FERNANDO SAVATER-EL PAÍS

  • Fernando García de Cortázar nunca pretendió acuñar una “memoria democrática” rectificada para que fuese más inclusiva y plural hasta lo descaradamente falso. Buscó la verdad de lo sucedido, sin maquillaje sectario

No todos los curas vascos abandonaron a las víctimas del terrorismo o incluso simpatizaron abiertamente con “los chicos de la gasolina”: fueron apenas el 99%. En el 1% restante estuvo Antonio Beristaín, un jesuita que nunca se negó a hacer las honras fúnebres por los asesinados como los demás sacerdotes indígenas, que apoyaba fraternalmente a los familiares y que predicaba sin eufemismos contra el nacionalcatolicismo vasco, peor que el franquista. Por ello fue reprendido por sus superiores, suspendido a divinis y tuvo prohibido dar sermones o entrevistas a la prensa. Disculpen que ahora este ateo suspire al recordarle: es el único santo al que he tenido el honor de tratar personalmente. Cuando murió, su funeral en San Sebastián se celebró en la iglesia de los jesuitas de la calle Garibay, frente a la casa en que nací. Yo lo seguí desde la puerta del templo, que estaba lleno. Y pude oír el elogio elocuente y vibrante, inolvidable, que le dedicó con voz piadosa pero viril, sin melindres ni ñoñerías para beatas o hipócritas, otro soldado de su misma Compañía: Fernando García de Cortázar. No calló lo que Antonio hizo ni lo que padeció por hacerlo. Aunque no hubiera escrito ninguno de sus grandes libros (como ese Viaje al corazón de España, la mejor guía para recorrer nuestro país) aquel discurso fúnebre bastaría para que nunca le olvidase.
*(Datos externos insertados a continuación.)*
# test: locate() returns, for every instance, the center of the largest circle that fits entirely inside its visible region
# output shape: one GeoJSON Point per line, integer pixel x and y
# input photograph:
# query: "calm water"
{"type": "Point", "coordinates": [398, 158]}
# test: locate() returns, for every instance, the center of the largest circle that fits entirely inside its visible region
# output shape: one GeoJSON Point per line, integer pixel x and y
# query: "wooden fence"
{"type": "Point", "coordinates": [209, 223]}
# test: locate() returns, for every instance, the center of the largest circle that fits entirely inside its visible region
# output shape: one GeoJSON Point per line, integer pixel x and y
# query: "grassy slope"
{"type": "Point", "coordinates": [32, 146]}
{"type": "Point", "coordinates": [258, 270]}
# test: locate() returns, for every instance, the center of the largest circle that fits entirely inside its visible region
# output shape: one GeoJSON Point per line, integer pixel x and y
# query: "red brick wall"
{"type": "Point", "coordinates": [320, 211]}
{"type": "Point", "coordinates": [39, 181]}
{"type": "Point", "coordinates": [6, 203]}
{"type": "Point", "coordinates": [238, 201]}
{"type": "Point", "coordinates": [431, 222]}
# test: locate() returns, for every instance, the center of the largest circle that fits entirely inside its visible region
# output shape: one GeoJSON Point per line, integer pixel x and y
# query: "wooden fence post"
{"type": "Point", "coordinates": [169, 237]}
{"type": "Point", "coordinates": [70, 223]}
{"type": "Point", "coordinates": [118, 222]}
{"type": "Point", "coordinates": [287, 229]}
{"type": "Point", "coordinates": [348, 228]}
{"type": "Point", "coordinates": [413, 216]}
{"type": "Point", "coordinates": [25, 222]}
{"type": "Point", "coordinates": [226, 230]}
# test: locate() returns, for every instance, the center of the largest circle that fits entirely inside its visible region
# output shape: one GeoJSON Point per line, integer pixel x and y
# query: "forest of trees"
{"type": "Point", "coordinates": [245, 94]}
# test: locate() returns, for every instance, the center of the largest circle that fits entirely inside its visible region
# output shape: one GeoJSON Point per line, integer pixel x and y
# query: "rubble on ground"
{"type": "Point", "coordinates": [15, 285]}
García de Cortázar fue un notable historiador, además de un hombre cabal y un patriota ilustrado e ilustrador. Nunca pretendió acuñar una “memoria democrática” (otra “equitación protestante” borgiana) rectificada para que fuese más inclusiva y plural hasta lo descaradamente falso. Buscó la verdad de lo sucedido, sin maquillaje sectario. Como hijo de San Ignacio no murió sino que entró en la eternidad. Tienen el secreto.